A .050-kg ball is shot at a velocity of 12 m/s by an upward-slanting cannon. At its maximun height, the kinetic energy of thew ball is 24J.

a) Tha max. height is?
b) the angel of the cannon to the horizontal is?



I really don't know where to start on this question. If someone can give me the equation I should used, I can go from there. I am thinking that I have to work backwards using the kinetic energy.

 

[NewJersey]

ok, this is what i figured out so far

mgh=1/2mv^2 which m can cancel out gives gh-1/2v^2 which can give me h which is

h= v^2/2g which I can solve for is 12^2/ 2*9.87m/s = 7.3m

is this right?

 

[Shooting Star]

If b is the angle in radians of the cannon to the horizontal, then the initial velos ux=12cos b,and uy = 12sin b. The horznt comp ux = vx remains const. At the highest pt, all the kinetic energy is just 0.5*m*vx^2, which gives you vx^2.

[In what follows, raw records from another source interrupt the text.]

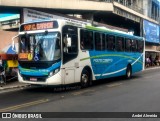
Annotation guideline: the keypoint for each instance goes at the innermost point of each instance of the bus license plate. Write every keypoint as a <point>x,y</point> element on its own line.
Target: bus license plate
<point>33,79</point>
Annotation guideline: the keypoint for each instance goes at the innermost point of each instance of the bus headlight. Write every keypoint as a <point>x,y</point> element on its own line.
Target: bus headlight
<point>54,72</point>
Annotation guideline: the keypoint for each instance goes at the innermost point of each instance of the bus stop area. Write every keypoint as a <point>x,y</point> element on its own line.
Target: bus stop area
<point>152,59</point>
<point>8,67</point>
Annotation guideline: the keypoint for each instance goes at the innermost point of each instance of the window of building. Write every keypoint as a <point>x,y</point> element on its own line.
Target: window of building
<point>140,46</point>
<point>119,43</point>
<point>99,41</point>
<point>128,45</point>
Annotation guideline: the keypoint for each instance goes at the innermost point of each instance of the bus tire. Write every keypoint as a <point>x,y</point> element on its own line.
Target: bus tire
<point>128,72</point>
<point>85,78</point>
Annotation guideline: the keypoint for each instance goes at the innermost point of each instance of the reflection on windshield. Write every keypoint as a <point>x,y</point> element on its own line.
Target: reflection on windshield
<point>40,47</point>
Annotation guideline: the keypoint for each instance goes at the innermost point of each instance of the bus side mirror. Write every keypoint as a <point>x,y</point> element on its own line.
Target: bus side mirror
<point>13,43</point>
<point>68,42</point>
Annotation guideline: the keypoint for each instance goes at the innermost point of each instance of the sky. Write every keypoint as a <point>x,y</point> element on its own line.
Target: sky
<point>5,15</point>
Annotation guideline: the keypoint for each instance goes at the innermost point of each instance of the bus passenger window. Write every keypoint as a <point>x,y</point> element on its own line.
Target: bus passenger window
<point>128,45</point>
<point>120,44</point>
<point>99,41</point>
<point>86,40</point>
<point>134,45</point>
<point>140,46</point>
<point>110,42</point>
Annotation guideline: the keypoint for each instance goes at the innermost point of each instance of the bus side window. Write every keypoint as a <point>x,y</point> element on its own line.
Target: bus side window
<point>86,40</point>
<point>134,45</point>
<point>128,45</point>
<point>140,46</point>
<point>110,42</point>
<point>120,44</point>
<point>99,41</point>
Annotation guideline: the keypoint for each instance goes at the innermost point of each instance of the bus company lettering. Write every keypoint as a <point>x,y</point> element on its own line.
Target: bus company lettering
<point>102,60</point>
<point>38,26</point>
<point>48,25</point>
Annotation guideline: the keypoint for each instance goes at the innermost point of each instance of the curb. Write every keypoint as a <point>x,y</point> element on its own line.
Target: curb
<point>151,68</point>
<point>14,87</point>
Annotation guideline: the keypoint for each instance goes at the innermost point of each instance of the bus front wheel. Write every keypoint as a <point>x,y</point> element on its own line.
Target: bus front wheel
<point>128,72</point>
<point>85,78</point>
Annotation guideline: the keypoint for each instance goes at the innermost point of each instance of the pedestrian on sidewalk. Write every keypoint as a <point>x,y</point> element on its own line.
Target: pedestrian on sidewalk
<point>2,72</point>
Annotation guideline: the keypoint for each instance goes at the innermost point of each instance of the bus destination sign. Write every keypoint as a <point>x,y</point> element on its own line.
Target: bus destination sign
<point>39,26</point>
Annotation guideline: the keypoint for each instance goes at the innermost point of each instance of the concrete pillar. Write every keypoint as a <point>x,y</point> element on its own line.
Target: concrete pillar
<point>89,16</point>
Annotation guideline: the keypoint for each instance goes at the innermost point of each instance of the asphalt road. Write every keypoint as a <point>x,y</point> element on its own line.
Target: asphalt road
<point>139,94</point>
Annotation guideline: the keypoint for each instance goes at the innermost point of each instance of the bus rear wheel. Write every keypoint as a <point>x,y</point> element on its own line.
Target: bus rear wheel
<point>128,72</point>
<point>85,78</point>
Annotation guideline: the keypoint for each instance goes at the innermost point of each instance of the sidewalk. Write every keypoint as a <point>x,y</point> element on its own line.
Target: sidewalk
<point>12,84</point>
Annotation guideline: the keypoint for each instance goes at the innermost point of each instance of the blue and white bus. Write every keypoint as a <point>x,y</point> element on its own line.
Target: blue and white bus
<point>61,52</point>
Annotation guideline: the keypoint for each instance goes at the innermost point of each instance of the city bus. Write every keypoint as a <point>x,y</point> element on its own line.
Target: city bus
<point>61,52</point>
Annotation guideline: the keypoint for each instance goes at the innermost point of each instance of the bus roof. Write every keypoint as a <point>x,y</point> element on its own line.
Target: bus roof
<point>114,32</point>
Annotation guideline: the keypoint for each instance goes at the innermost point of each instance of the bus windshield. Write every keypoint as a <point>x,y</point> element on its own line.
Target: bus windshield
<point>40,46</point>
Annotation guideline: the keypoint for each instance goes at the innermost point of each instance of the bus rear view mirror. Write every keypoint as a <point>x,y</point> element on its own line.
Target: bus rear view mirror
<point>68,42</point>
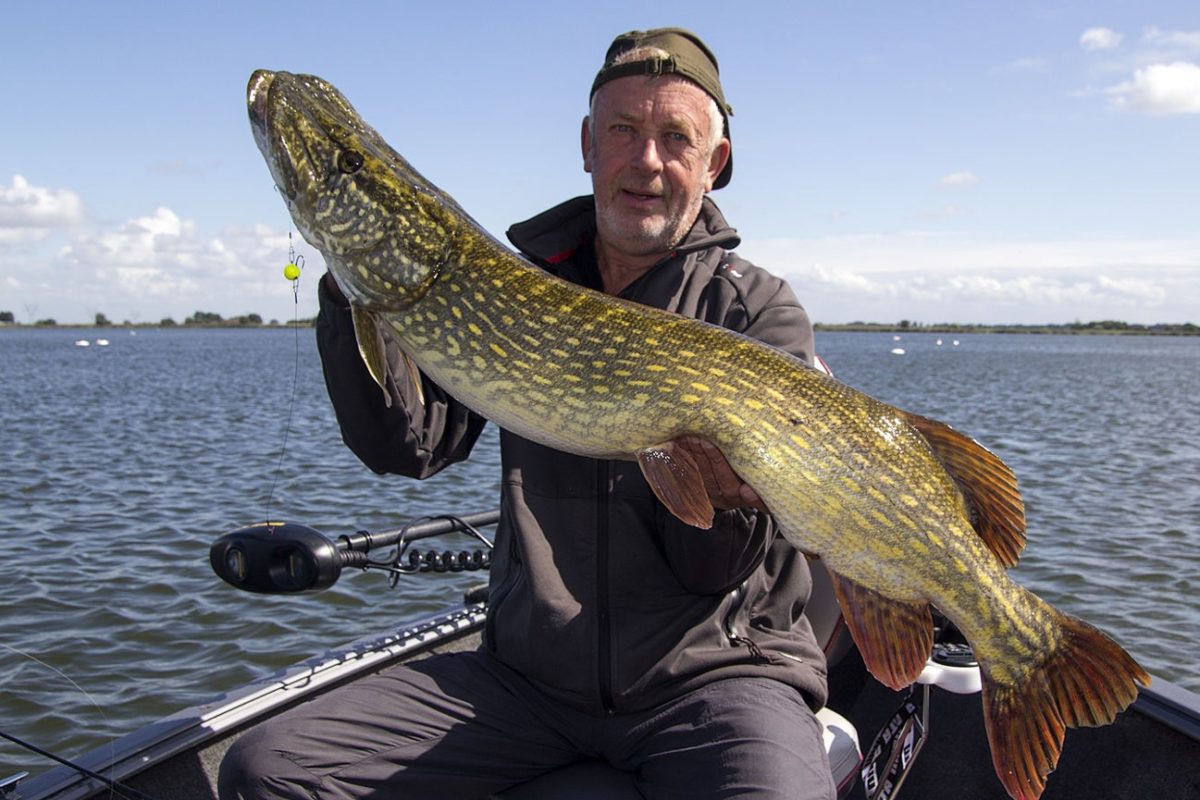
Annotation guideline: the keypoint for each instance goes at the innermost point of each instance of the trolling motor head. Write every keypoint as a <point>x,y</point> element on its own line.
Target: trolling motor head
<point>276,558</point>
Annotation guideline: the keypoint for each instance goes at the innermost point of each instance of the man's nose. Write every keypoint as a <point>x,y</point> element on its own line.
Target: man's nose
<point>647,155</point>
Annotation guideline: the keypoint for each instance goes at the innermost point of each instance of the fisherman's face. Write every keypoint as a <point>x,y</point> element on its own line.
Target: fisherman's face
<point>651,161</point>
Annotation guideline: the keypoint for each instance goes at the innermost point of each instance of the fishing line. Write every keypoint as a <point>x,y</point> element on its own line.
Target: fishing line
<point>292,272</point>
<point>118,788</point>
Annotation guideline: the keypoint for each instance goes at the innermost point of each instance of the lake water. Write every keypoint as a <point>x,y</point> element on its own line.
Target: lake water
<point>120,464</point>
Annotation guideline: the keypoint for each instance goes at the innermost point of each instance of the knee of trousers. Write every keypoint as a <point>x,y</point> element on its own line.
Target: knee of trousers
<point>252,769</point>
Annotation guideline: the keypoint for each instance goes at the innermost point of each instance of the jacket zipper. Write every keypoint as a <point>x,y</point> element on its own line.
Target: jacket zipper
<point>604,620</point>
<point>738,597</point>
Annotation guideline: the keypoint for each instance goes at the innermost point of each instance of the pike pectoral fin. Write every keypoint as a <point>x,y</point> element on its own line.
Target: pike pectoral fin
<point>675,476</point>
<point>893,636</point>
<point>987,483</point>
<point>375,354</point>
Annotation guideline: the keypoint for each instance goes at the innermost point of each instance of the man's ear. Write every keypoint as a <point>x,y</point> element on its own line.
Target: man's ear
<point>717,163</point>
<point>586,143</point>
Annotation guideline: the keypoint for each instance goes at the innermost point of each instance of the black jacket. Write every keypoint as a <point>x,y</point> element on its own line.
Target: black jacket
<point>599,595</point>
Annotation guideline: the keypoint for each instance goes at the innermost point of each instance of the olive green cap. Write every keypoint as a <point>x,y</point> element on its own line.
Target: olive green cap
<point>688,58</point>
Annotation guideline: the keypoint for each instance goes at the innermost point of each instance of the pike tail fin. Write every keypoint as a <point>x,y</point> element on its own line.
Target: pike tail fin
<point>1086,680</point>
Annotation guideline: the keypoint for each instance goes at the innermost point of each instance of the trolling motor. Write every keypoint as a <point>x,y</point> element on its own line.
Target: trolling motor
<point>281,558</point>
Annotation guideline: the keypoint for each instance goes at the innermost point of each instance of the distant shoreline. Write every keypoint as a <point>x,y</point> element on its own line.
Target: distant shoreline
<point>1068,329</point>
<point>1108,328</point>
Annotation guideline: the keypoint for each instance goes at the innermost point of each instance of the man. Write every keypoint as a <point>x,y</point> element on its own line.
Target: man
<point>615,631</point>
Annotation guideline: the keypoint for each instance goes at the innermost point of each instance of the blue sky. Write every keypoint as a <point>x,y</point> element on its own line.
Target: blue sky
<point>976,162</point>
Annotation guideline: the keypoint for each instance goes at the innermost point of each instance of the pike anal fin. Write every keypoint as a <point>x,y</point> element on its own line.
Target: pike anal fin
<point>987,483</point>
<point>893,636</point>
<point>1086,680</point>
<point>675,476</point>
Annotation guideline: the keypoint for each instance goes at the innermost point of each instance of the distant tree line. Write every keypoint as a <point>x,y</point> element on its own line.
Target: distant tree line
<point>199,319</point>
<point>1102,326</point>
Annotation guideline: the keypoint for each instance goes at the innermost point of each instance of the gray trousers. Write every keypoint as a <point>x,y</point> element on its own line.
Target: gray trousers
<point>465,726</point>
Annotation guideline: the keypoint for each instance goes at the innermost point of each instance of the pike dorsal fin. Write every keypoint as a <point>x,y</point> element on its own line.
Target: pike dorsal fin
<point>675,476</point>
<point>375,353</point>
<point>987,483</point>
<point>893,636</point>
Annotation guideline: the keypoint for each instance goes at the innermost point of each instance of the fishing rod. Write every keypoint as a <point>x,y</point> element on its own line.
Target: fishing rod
<point>288,558</point>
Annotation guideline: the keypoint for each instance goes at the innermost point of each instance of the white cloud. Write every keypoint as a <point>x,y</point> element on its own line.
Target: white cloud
<point>953,277</point>
<point>959,179</point>
<point>31,212</point>
<point>159,265</point>
<point>1099,38</point>
<point>1159,89</point>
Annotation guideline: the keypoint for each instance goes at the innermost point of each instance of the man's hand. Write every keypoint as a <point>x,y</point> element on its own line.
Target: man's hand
<point>725,488</point>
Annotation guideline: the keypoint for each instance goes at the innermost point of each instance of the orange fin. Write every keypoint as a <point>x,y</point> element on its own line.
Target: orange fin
<point>371,348</point>
<point>375,354</point>
<point>893,636</point>
<point>675,476</point>
<point>987,483</point>
<point>1087,680</point>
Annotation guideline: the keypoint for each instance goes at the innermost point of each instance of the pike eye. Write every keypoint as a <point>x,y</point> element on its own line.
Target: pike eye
<point>349,161</point>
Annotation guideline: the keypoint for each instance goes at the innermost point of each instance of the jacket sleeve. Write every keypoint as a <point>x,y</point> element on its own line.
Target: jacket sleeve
<point>407,438</point>
<point>719,559</point>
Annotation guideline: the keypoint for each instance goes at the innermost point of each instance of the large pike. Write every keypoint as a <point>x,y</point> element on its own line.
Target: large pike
<point>905,511</point>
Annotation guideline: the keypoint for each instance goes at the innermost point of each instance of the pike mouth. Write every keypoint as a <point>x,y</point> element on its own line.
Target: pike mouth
<point>256,104</point>
<point>261,91</point>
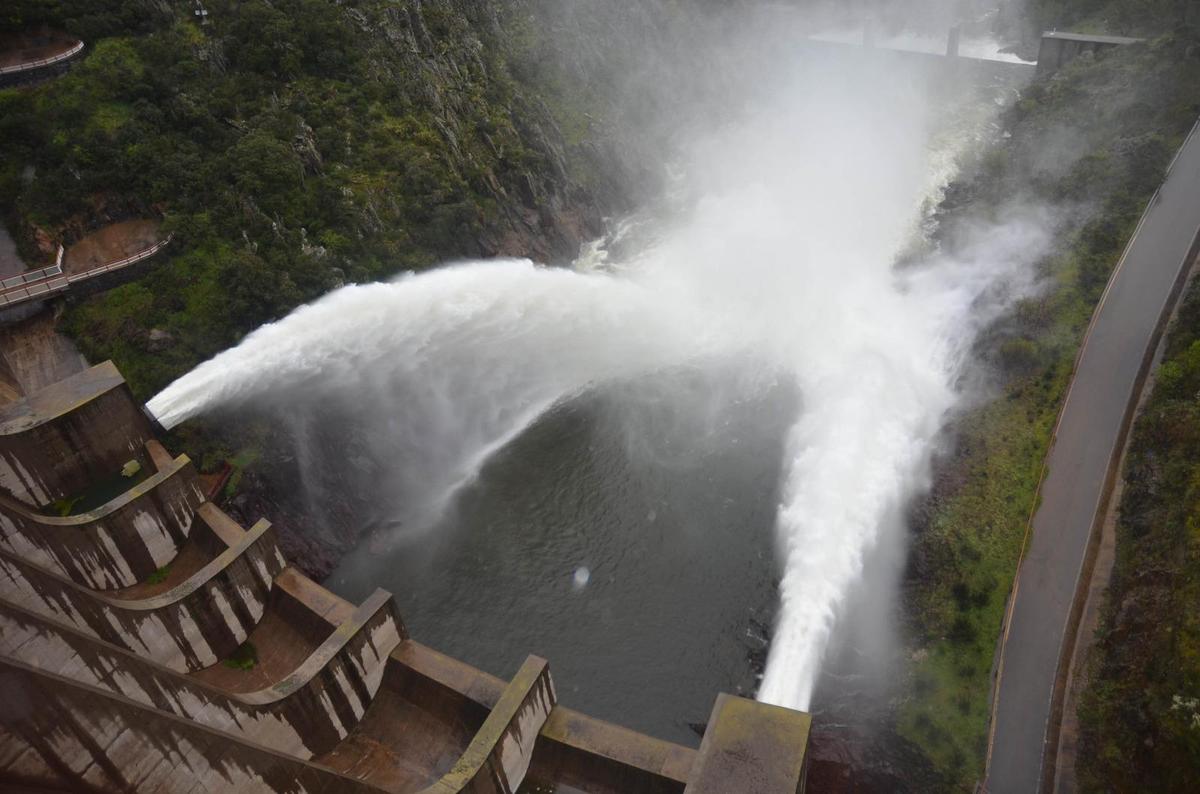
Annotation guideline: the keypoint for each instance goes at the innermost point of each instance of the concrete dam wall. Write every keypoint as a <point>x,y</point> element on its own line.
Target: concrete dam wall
<point>149,643</point>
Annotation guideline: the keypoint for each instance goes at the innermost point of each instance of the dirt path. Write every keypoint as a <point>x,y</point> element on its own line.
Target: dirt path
<point>111,244</point>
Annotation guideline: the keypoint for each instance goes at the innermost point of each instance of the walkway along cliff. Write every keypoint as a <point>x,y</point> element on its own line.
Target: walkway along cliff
<point>148,643</point>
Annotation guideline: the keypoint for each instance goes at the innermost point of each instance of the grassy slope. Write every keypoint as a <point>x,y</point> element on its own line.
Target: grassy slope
<point>291,145</point>
<point>1140,713</point>
<point>1123,115</point>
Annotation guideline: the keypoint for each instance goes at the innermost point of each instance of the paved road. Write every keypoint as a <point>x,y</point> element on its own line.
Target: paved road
<point>1087,437</point>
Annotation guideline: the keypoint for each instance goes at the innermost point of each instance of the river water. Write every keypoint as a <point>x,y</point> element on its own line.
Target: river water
<point>641,469</point>
<point>629,545</point>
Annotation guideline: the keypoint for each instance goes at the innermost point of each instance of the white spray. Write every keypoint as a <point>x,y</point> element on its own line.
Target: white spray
<point>784,260</point>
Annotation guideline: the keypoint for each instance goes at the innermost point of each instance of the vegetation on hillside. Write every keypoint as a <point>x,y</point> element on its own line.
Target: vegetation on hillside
<point>1093,143</point>
<point>1140,711</point>
<point>291,145</point>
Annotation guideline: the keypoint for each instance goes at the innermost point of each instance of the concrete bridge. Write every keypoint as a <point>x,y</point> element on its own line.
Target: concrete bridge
<point>1056,49</point>
<point>48,282</point>
<point>35,70</point>
<point>151,644</point>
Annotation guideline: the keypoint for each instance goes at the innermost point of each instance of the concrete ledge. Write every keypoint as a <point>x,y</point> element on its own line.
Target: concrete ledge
<point>191,626</point>
<point>498,757</point>
<point>592,755</point>
<point>53,647</point>
<point>331,690</point>
<point>63,734</point>
<point>117,545</point>
<point>59,440</point>
<point>751,746</point>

From that, you can find uy^2, by considering the initial speed.

If initial vert velo is known, you can find the max height, and tan b can be found from uy and ux.

I have perhaps given too much of detail.

 

[NewJersey]

ok, i found the max height already, and it was 7.3.

So I think you are saying that using that i can find the angle b , using what equation?

 

[NewJersey]

Ok ,
what about this equation
24J= 12cos(degree)

can i set it up like this to find the answer , if so is the answer 66degrees.

 

[Shooting Star]

ok, i found the max height already, and it was 7.3.

So I think you are saying that using that i can find the angle b , using what equation?

That's not correct. (Check the data you have given -- doesn't make sense.)

Did you understand what I had said in my earlier post? If not, tell me which portion you didn't understand. I think you should thoroughly revise projectile motion once before attempting problems.